Radiosensitization of Prostate Cancer Cells by 2-Deoxyglucose

Abstract

Prostate cancer is the most common malignancy of men. Treatment options include radiotherapy with or without hormonal manipulation and radical prostatectomy. However, there is no effective treatment for disseminated disease. A hallmark of malignancy is abnormal metabolism which also confers survival advantages and contributes to resistance to therapy. In response to exposure to ionizing radiation, metabolic pathways are activated which can protect the cell from irreversible injury. Tumor cell glycolytic activity is elevated and correlates with aggressiveness and radio resistance, indicating that targeting glucose metabolism may sensitize cancer cells to radiation. We have demonstrated that the clonogenic kill of PC3 cells induced by exposure to x-rays was enhanced by the glycolytic inhibitor 2-deoxyglucose (2DG). In contrast, treatment with 2DG failed to inhibit growth of multicellular spheroids derived from LNCaP cells.
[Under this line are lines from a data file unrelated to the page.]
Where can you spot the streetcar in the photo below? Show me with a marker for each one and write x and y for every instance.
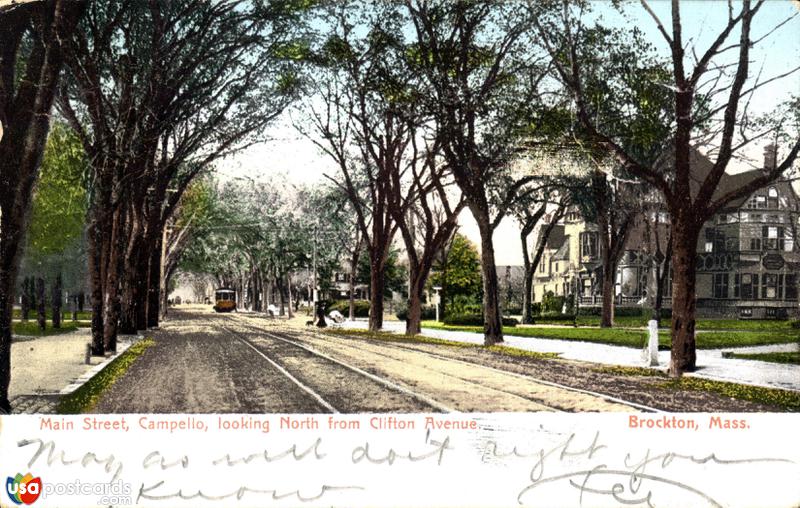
(225, 300)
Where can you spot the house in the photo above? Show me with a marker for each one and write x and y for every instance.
(748, 255)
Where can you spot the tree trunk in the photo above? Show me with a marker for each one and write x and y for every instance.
(154, 287)
(377, 285)
(41, 305)
(609, 279)
(25, 303)
(352, 281)
(527, 296)
(492, 318)
(111, 300)
(57, 298)
(94, 249)
(290, 314)
(684, 265)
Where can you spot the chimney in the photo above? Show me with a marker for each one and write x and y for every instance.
(770, 157)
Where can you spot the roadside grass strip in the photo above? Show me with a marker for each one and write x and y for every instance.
(635, 338)
(31, 328)
(421, 339)
(84, 398)
(785, 399)
(792, 357)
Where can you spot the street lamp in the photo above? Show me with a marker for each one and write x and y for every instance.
(438, 299)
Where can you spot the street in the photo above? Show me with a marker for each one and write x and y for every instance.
(227, 363)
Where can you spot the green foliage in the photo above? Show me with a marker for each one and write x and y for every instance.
(84, 398)
(59, 204)
(552, 303)
(31, 329)
(474, 320)
(463, 271)
(784, 399)
(428, 312)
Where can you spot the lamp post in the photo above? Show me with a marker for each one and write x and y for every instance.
(438, 300)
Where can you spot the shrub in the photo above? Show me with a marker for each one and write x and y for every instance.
(361, 307)
(401, 311)
(552, 303)
(473, 320)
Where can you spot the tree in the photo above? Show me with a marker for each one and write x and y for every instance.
(158, 91)
(460, 274)
(31, 59)
(709, 106)
(529, 215)
(479, 76)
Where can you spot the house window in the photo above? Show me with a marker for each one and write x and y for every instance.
(720, 285)
(772, 197)
(791, 286)
(749, 286)
(589, 245)
(772, 238)
(769, 286)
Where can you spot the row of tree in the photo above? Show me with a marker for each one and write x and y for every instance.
(430, 107)
(156, 93)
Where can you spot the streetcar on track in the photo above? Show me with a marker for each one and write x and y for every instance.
(224, 300)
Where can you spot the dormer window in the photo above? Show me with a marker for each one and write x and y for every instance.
(772, 194)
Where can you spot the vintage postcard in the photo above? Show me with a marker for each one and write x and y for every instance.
(411, 253)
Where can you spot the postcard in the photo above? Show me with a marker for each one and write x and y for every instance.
(421, 253)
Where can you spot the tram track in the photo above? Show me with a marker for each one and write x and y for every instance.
(421, 402)
(471, 364)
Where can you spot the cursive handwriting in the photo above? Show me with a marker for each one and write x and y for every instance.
(88, 458)
(627, 482)
(313, 450)
(362, 453)
(145, 493)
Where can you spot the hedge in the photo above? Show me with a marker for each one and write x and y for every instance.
(343, 306)
(473, 320)
(427, 312)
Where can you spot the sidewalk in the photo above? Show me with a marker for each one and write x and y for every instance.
(711, 364)
(42, 368)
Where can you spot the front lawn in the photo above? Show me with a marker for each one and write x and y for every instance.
(634, 338)
(702, 324)
(31, 328)
(66, 311)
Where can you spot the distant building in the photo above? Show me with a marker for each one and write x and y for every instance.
(748, 255)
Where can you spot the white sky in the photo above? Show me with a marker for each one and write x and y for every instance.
(290, 156)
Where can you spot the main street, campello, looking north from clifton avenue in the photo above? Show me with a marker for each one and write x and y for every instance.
(422, 206)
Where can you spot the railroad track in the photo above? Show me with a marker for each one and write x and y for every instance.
(292, 337)
(424, 403)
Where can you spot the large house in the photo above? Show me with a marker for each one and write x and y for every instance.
(748, 255)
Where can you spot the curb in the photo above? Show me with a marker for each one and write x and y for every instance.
(122, 346)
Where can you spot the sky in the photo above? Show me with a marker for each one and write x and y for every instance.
(290, 156)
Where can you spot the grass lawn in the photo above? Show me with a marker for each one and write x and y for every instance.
(66, 311)
(31, 328)
(636, 338)
(702, 324)
(84, 398)
(788, 357)
(784, 399)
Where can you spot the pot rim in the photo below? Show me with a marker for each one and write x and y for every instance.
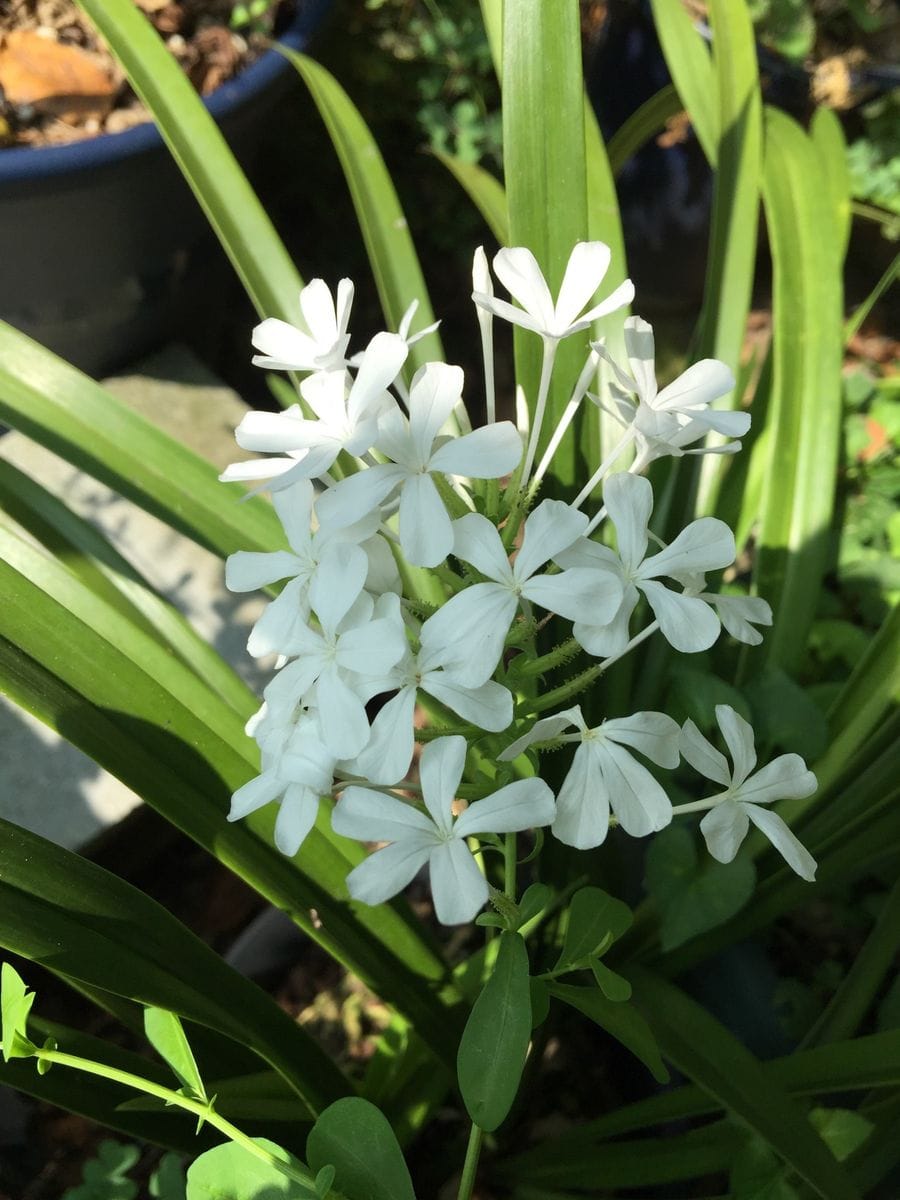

However, 2DG treatment, in the absence of irradiation, induced similar toxicity to PC3 and LNCaP cells cultured as monolayers. Radiation-induced cell cycle arrest was prevented by the simultaneous administration of 2DG in both cell lines, indicating a possible mechanism underlying sensitization. Therefore, we hypothesise that observed differences in cellular response to incubation with 2DG in the presence or absence of ionizing radiation resulted from variation in metabolic processes between tumor cell types. We conclude that inhibition of glucose metabolism by 2DG is an effective method for sensitizing prostate cancer cells to experimental radiotherapy and that this may occur by preventing DNA repair during radiation-induced cell cycle arrest.